4. The linkage digital twin-based intelligent scheduling method for a stereoscopic warehouse according to claim 1, characterized in that, It also includes: step S501, real-time monitoring of the cumulative deviation value of the physical operation unit in the response lag state; step S502, when the cumulative deviation value falls back to the preset safe step range, canceling the retrieval path reset direction of the three-dimensional topology database, so that the query process for the physical operation unit is reconnected to the global physical clock of the digital twin model.
5. The intelligent scheduling method for a three-dimensional warehouse based on a linked digital twin according to claim 1, characterized in that, It also includes: step S601, calculating the physical spacing matrix between multiple concurrent operation units in the automated warehouse based on the real-time spatial coordinate sequence; step S602, identifying the interfering unit group in the confluence region according to the physical spacing matrix, and increasing the sampling priority of the interfering unit group in the three-dimensional topology database.
6. The intelligent scheduling method for a three-dimensional warehouse based on a linked digital twin according to claim 1, characterized in that, The resampling operation in step S104 includes: step S701, maintaining the current coordinate node of the physical work unit in the virtual space; step S702, when the global clock of the digital twin model steps, performing zero-order hold processing on the virtual state of the physical work unit until the displacement synchronization signal fed back by the physical work unit is received.
7. The intelligent scheduling method for a three-dimensional warehouse based on a linked digital twin according to claim 1, characterized in that, It also includes: step S801, constructing a virtual coordinate prediction model based on kinematic extrapolation; step S802, when a transient interruption occurs in the real-time spatial coordinate sequence, generating a local predicted coordinate set through the virtual coordinate prediction model to maintain the calculation of the virtual-real synchronization deviation rate.

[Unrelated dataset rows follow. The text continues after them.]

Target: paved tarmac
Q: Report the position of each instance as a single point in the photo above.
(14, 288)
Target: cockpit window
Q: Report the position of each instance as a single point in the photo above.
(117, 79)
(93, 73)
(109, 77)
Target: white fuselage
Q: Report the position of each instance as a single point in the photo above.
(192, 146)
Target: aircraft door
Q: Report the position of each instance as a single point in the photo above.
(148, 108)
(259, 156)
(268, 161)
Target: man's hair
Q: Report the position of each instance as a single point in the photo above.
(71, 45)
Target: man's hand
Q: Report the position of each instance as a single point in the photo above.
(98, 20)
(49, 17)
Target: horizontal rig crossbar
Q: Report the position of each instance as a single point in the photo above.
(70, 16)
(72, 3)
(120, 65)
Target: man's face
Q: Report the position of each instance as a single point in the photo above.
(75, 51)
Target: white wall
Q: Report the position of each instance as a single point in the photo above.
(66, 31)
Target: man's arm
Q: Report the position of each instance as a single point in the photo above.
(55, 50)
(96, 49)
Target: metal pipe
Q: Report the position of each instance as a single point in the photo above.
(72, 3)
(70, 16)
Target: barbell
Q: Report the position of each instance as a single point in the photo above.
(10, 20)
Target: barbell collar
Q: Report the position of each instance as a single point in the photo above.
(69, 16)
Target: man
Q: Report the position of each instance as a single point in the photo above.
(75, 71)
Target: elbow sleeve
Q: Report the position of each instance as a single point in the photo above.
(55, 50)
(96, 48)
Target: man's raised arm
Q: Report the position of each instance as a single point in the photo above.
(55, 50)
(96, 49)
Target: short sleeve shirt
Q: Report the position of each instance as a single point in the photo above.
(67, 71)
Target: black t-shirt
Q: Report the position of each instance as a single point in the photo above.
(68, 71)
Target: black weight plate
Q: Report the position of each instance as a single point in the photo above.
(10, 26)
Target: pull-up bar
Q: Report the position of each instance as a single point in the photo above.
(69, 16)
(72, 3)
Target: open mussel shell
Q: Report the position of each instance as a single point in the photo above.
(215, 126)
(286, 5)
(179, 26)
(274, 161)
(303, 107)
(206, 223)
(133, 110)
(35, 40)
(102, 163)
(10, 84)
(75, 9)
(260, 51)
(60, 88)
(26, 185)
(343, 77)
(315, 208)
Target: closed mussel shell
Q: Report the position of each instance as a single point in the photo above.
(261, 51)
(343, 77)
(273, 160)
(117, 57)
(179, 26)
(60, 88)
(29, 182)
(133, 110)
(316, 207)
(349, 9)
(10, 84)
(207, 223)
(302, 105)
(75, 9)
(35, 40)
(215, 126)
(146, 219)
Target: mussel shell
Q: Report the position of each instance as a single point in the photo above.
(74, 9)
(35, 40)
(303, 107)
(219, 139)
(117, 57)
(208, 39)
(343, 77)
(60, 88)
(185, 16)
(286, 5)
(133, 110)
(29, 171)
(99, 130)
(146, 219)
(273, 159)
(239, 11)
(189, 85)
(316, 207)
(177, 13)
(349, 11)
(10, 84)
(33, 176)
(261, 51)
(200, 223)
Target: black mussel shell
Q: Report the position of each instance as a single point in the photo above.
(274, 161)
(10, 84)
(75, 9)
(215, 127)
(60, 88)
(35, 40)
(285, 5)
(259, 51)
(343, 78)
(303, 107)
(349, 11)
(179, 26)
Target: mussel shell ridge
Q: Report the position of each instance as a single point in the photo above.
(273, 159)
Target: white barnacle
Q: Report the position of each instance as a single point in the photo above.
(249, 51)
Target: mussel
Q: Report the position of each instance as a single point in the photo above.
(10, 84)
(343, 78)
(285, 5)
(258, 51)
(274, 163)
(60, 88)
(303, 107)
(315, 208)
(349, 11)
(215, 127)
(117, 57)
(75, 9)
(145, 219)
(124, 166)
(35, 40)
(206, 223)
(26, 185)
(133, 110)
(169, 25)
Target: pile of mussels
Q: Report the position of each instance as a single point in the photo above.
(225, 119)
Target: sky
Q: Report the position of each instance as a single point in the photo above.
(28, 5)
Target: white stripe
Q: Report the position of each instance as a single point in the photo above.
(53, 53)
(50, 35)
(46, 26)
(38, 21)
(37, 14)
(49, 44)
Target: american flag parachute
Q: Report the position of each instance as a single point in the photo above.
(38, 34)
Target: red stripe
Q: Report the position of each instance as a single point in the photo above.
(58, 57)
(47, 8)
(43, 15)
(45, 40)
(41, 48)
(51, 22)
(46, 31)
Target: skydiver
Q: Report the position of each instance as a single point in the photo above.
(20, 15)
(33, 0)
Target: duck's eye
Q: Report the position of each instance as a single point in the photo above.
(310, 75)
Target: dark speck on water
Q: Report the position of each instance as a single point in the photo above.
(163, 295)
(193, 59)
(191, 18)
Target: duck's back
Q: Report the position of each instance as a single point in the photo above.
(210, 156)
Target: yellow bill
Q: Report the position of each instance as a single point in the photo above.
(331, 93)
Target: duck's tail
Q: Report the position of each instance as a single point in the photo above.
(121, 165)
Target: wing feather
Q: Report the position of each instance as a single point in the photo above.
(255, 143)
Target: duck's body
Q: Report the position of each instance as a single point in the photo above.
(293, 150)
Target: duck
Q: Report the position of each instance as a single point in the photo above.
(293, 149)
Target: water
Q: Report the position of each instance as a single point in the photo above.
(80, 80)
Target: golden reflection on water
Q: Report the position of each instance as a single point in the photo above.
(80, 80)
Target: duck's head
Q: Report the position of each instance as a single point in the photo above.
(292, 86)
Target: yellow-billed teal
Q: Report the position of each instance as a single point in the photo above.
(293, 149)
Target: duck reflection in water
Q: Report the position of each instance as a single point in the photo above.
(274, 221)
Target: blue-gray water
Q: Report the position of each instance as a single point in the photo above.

8. The intelligent scheduling method for a three-dimensional warehouse based on a linked digital twin according to claim 1, characterized in that, The retrieval path reset operation in the 3D topology database specifically includes: step S901, locking the retrieval address of the physical operation unit in the current coordinate database; step S902, when the global scheduling clock advances to the next cycle, keeping the retrieval address pointing to the current topology node, and realizing local virtual waiting in the 3D topology database.
9. The intelligent scheduling method for a three-dimensional warehouse based on a linked digital twin according to claim 1, characterized in that, It also includes: step S1001, calibrating the sensitivity of the hysteresis threshold according to the time-varying characteristics of the load of the physical work unit; step S1002, lowering the hysteresis threshold when the load increases to trigger the retrieval spin window and stabilize the virtual-real synchronization deviation rate within the range of 0 to 0.15.